Githunguri MP Gathoni Wamuchomba has issued a fresh warning over planned changes to the Tea Act, arguing that new levies under consideration could strain farmers and weaken one of Kenya’s most important export sectors.
In a statement shared on X, the lawmaker said the proposed Tea Amendment Bill risks placing an additional financial load on growers already grappling with numerous deductions.
Wamuchomba stated that the tea industry, which is a key driver of foreign exchange inflows, cannot sustain further taxation without undermining national economic goals.
She said Kenyan tea currently faces 42 separate taxes and charges, a situation she believes has limited farmers’ earnings and discouraged long-term investment in the crop.
The MP’s remarks come as Parliament prepares to revisit the Tea Amendment Bill, a process expected to attract considerable debate given the sector’s central role in rural economies.
Tea remains a major employer in counties such as Kericho, Bomet, Kiambu, and Murang’a, where smallholder farmers rely heavily on stable global prices and predictable regulatory frameworks.
According to Wamuchomba, the introduction of new levies reflects deeper governance challenges within the legislative process.

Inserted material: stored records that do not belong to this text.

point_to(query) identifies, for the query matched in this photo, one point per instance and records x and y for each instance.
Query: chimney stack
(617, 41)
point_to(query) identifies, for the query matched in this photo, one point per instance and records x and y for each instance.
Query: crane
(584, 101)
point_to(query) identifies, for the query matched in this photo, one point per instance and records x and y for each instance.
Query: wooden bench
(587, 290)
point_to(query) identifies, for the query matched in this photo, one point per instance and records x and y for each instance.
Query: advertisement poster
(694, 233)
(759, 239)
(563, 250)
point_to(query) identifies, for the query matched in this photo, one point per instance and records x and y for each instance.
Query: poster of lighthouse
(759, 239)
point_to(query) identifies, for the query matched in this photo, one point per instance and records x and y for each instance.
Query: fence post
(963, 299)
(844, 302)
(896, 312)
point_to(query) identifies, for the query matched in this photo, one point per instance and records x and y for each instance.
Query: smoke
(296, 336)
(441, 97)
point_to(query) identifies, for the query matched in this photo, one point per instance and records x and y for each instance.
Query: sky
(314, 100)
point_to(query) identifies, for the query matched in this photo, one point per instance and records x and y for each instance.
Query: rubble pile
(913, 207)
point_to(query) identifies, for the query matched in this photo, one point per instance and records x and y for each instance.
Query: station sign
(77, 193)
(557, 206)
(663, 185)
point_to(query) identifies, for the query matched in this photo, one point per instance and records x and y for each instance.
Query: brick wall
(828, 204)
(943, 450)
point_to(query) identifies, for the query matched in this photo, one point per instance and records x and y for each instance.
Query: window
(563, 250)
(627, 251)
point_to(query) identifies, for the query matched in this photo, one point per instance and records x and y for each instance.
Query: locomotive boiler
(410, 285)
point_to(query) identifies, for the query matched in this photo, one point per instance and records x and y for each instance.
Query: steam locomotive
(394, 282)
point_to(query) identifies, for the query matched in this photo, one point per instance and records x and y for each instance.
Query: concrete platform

She claimed that Parliament has increasingly aligned with executive interests, reducing space for critical scrutiny of policies affecting producers.
Her comments mirror long-standing concerns within the agricultural sector about the consistency and predictability of national regulations.
Kenya’s tea industry has historically been viewed as a stabilizing force in the country’s export basket, particularly during periods of fluctuating global commodity prices.
However, farmer associations have frequently argued that rising operational costs and multiple statutory deductions continue to erode profitability at the smallholder level.